While watching this short film, the word "monument" came to me often, for many reasons. “Monument” can have different meanings: an object of great proportions or heroic scale, an exceptional example of something, “having the quality of being larger than life”, or just another meaning for statue. In a way, all of these ideas apply perfectly to Il Capo.
The “capo” (“head” in Italian, as in “leader”) is a man working in a gigantic and empty place in Carrara, Italy, where white marble is extracted from massive rocks. Being the only one of its kind, this marble is extremely precious and expensive, which makes its extraction a risky activity, demanding a large degree of experience and precision.
The capo stays on top of the rocks, giving subtle directions to a man inside a machine with mechanical arms. Just like the conductor and his orchestra, a small gesture of the fingers indicates how fast the machine can go; a twist of the wrist communicates the need to change the angle of its arms. Il Capo operates in constant tension between the toughness of the physical work and the delicacy of the product extracted, between the immense size of the environment and the insignificant presence of the lonely men in it.

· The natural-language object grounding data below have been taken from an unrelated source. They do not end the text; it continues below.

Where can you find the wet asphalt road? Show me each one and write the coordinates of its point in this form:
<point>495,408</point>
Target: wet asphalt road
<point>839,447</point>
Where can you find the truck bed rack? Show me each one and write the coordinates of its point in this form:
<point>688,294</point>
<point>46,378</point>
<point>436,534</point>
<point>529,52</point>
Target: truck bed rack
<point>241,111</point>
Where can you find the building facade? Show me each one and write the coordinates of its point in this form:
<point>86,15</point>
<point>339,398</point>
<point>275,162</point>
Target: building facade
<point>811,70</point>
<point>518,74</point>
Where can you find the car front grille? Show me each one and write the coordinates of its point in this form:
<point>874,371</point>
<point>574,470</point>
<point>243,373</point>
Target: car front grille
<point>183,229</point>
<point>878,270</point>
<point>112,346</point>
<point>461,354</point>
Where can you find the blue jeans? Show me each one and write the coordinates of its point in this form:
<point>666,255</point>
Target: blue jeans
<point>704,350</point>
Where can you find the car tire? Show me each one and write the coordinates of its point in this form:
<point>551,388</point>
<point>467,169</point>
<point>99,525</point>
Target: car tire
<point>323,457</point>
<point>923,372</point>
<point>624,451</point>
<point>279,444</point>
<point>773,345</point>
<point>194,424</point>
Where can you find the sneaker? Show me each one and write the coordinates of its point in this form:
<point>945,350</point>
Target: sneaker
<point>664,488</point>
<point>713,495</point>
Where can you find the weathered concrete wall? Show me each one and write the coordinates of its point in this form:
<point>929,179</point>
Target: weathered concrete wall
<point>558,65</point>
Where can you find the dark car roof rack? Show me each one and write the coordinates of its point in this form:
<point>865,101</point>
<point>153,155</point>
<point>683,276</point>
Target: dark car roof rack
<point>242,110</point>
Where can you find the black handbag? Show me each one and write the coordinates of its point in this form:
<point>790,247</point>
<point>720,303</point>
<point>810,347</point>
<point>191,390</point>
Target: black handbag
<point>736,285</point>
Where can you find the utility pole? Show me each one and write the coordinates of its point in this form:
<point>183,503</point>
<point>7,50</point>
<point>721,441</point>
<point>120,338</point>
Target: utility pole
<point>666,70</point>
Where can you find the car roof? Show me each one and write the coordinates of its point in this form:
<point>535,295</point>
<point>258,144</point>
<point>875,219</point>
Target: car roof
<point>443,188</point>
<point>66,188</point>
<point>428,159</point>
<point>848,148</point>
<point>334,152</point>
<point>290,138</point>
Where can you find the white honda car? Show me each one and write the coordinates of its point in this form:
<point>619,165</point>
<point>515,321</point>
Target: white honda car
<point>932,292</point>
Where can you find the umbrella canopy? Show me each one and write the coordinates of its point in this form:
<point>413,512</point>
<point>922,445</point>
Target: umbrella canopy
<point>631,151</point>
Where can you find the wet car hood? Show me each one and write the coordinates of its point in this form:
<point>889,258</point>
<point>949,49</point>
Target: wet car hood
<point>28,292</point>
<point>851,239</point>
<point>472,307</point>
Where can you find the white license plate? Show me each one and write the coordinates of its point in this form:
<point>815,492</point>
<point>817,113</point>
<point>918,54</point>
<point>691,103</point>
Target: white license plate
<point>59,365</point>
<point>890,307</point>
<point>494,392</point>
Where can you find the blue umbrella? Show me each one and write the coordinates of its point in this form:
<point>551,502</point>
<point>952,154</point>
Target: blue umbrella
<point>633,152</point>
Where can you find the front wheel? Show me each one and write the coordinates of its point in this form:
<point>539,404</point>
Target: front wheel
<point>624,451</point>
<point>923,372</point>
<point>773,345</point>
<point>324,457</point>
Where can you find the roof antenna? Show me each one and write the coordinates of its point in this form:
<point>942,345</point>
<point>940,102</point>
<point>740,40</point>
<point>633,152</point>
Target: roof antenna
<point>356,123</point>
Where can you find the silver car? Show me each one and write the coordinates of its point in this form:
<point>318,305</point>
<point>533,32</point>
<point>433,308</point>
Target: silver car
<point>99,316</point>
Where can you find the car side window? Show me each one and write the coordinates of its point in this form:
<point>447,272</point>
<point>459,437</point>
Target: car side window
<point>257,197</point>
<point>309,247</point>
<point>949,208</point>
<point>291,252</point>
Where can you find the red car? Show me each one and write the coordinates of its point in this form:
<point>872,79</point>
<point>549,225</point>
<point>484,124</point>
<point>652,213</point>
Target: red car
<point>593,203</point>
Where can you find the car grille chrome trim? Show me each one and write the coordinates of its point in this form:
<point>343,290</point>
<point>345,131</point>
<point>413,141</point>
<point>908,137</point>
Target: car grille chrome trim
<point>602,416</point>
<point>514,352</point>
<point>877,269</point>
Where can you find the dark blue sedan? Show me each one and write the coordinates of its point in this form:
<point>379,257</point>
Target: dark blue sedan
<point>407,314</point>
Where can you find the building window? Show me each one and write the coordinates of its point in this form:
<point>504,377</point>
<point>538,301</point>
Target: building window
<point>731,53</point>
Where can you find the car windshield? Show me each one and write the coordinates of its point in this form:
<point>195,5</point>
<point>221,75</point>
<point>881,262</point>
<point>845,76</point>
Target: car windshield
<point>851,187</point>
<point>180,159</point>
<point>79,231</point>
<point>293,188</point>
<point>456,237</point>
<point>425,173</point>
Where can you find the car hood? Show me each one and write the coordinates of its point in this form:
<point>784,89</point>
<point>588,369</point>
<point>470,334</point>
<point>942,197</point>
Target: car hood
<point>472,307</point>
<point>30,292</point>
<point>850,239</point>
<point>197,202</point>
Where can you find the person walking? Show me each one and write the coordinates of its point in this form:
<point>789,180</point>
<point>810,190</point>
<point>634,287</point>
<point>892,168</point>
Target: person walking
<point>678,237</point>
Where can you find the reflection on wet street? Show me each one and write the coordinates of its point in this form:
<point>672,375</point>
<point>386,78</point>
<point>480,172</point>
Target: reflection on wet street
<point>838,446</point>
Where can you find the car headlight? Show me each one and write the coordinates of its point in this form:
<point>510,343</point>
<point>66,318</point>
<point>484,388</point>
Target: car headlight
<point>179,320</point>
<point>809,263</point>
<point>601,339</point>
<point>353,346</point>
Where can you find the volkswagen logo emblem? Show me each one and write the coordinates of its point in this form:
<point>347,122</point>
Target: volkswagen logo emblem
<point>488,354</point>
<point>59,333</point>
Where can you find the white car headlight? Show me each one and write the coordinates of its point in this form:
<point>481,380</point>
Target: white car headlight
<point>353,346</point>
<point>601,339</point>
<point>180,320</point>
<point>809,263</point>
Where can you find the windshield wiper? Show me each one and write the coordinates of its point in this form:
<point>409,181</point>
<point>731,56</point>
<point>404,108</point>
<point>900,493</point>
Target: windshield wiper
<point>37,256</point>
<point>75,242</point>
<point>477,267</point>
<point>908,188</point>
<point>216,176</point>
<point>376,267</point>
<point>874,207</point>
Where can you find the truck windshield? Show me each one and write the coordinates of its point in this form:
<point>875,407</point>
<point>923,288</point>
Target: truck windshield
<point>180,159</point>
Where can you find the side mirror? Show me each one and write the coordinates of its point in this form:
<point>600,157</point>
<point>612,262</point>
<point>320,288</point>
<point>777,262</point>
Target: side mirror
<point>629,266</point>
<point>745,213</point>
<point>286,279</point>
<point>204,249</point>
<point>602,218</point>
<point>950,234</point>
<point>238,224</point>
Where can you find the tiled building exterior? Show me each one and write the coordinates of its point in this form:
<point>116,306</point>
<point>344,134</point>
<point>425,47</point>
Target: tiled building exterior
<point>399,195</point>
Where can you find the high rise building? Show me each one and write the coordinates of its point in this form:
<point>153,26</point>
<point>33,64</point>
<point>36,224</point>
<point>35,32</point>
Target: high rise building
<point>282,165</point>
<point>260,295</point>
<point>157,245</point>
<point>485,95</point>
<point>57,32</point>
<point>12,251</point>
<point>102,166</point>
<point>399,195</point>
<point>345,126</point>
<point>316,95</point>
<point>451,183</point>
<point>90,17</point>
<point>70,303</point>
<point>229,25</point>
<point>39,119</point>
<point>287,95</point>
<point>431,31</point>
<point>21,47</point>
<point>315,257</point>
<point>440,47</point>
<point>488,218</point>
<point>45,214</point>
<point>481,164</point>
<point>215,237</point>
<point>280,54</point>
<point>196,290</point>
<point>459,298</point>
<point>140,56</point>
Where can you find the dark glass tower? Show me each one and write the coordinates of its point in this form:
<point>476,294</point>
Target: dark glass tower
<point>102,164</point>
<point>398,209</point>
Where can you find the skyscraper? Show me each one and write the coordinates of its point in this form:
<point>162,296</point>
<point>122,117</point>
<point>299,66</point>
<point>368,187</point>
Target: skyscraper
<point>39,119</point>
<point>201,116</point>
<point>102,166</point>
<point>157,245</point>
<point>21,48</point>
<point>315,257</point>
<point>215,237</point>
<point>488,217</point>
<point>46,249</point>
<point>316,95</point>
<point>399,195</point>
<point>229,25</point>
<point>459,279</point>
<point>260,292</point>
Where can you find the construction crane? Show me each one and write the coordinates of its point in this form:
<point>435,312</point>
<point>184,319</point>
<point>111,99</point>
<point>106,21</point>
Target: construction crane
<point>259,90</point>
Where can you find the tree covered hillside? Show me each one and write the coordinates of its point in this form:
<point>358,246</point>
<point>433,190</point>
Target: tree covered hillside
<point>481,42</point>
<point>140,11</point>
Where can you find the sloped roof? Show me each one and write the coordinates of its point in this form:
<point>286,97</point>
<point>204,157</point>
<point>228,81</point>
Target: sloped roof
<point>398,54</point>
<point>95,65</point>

Director Yuri Ancarani understands perfectly the dimensions (both physical and artistic) of this project and proposes a mute ballet of tons of rocks being demolished, mechanical arms flying in all directions, and one single hand commanding the whole show. He manages to build frames and angles that are quite unusual in cinema, meant to turn the operation into an even bigger spectacle. Aesthetically and geographically speaking, this is a monumental work.